Definitely. FreePBX was an amazing way to get a fully featured PBX with very little time investment.

When I finally wanted to ditch the GUI and get to a bare-bones Asterisk years later, the concepts carried over. The hardest part was tuning the very full-featured default config down to only the features I needed for a simple home PBX! I probably only retained 5% of the modules and config files that were default enabled


Asterisk 17 is not an LTS release, which means it won't receive backported security fixes when 18 is out. The latest LTS release is Asterisk 16.


Asterisk was amazing fun, in one place we had it hooked up to a big chunk of Python -- everything driven by a program connected to the manager API, with events percolating through to a pre-websocket, pre-AJAX ColdFusion app (we used long polling, I think) that put up a popup with the customer's info as your extension rang. The preferred extension to ring was pulled out of the customer's call history, so they'd always get the same agent if possible.

For another customer it was a similar deal, only this time it was to glue an old school call center PBX system to Asterisk for reasons I can no longer remember. The PBX had its own management interface, so again a Python app connected to both interfaces and figured out call identities on both sides, which were dumped into a MySQL database for (I think) the web app used by the call center staff.

I talked to those guys a few years later and it was all still running. He told me it reliably hung once a week but he never bothered to report it because a shell script automatically restarted it in that case. Resourceful sysadmins! Good times


Brings back memories of debugging by making a phone call to hit my breakpoints.


So weird to see these comments, aye. My gig uses Asterisk heavily, and Astricon just happened in Atlanta (went there).

It's quite alive.


AstriCon was last week in Atlanta, and had 300+ attendees. Fred Posner wrote about it in https://www.fredposner.com/2243/astricon-2019-thoughts/


I never did it, but many years ago had an idea to run an Asterix box with extensions for everyone in the extended family, spread over cities/countries.

Not sure how easy/practical it is/was, but always thought it'd be a good experiment.

I wonder if anyone ever did something similar.


It wouldn't be extremely difficult to configure, but I think security would be a hassle.


I just brought up a fresh version of Asterisk. There is definitely a lot of terms to get use to but for someone who has some background it isn't too bad to pick up.

However I can see how confusing the world of telephony can be with all the crazy acronyms.
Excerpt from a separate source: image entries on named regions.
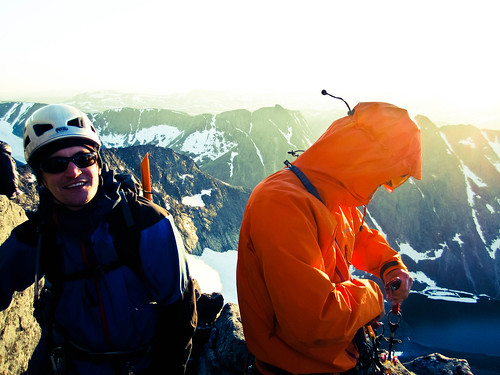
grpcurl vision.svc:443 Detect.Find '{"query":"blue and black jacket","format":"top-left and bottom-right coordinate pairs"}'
top-left (0, 170), bottom-right (197, 374)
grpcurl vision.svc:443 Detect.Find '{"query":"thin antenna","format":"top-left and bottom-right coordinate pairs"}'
top-left (321, 90), bottom-right (354, 116)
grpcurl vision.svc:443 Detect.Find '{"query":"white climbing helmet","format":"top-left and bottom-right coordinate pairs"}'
top-left (23, 104), bottom-right (101, 164)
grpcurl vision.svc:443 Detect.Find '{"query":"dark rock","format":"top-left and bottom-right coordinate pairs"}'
top-left (404, 353), bottom-right (472, 375)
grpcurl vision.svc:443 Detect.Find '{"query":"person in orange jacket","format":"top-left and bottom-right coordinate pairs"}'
top-left (236, 102), bottom-right (422, 375)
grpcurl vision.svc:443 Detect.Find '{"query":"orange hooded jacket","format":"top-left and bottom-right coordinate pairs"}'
top-left (237, 103), bottom-right (421, 374)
Every few years I hear about Asterisk and think to myself that it would be neat to set up at home, but I never got around to trying it out.

Is anyone running it at home? What is your setup like?


I read this as Asterix and got excited about a new book. Alas it’s not.



Awesome!


Be careful, new Astérix are not as good as the old ones. The one with the Swarzenegger Superman is even awful.


Why would a book have a number like 17.0.0 anyway?


I read as Asterix 17 which might be the total book count but I could be wrong.